In looking at that kind of life, one might rightly wonder whether anyone wants to read about it. I guess time will tell, but the real reason I wrote this book is because of a few select other people who are very close to me. These are people who raise their families in godly ways, are faithful church members, and work in secular fields where they have chances to share the gospel regularly. But these are also people who have, in my conversations with them, regularly asked the question of whether or not they are really doing anything significant with their lives. Because we live in a culture that’s constantly feeding an obsession with excitement and grandeur, we look at these seemingly mundane areas of our lives as things to be escaped from. The Christian spin on our cultural tendency becomes apparent when we think of the work of the Lord in terms of the big and grand when in actuality most of our commitment to and faith in Jesus is lived out in the seemingly small, everyday choices of real life. I wanted those people who do the same thing, over and over again, to know that they matter. They are important. And God is not only with them, He is for them right in the middle of their day-to-day lives.
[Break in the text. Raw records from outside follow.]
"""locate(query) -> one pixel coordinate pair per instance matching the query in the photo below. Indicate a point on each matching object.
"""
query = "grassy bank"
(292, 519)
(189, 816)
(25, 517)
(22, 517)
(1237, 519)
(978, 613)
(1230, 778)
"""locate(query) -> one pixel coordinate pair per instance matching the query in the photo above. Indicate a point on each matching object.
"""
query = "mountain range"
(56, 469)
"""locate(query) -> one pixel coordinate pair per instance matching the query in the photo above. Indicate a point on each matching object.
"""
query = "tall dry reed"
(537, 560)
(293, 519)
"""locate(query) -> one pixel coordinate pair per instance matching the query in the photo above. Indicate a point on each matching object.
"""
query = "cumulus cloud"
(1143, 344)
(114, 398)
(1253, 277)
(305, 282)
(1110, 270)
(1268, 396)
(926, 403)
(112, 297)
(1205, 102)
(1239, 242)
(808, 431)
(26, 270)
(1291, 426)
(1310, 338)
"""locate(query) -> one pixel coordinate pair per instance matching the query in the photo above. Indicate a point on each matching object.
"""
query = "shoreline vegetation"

So the big idea behind the book is pretty simple: There is no such thing as ordinary when you follow an extraordinary God. So my primary prayer, as people read, is that they would look with fresh eyes on their regular schedule – the way they speak to others, the way they parent their children, the way they relate to their spouse, the way they spend money and the way they go to church – that they would see these normal occurrences ripe with meaning because of the presence of a God who makes the ordinary into something extraordinary. To put it another way, I hope we begin to do the same small things we did yesterday, but do them through the lens of faith, asking the ever-present and ever-active God to transform our vision of the ordinary into something wholly different than it is now.
So thank you, B&H Publishing. When you come to a publisher with a book that you want to call Boring, it makes you very thankful for a partner in ministry that believes in you. Thanks, Selma, for believing in me, and for continuing to give me opportunities to flesh out my heart on paper. Jed and Devin, thank you both for the constant encouragement and for helping me to be a better writer. Dave, thanks for all your hard work in helping get the word out about the project.
Thank you, my friends and family at Grace Community Church. So many of the ideas expressed in this book are the result of conversations, sermons, and Sunday school classes we’ve been a part of together. It would be difficult for me to express how formative living in the midst of this community of faith has been. I’m particularly grateful to Scott Patty and the team of elders who have shown me, through word and deed, how to find the great beauty, wonder, and significance right square in the middle of everyday life. It is my hope and prayer that we would continue together to do the next right thing.
And Jana—my great love. My bride. The one who has constantly been my biggest cheerleader. There’s no one in the world with whom I’d rather find the joy, excitement, and satisfaction of life in Jesus Christ.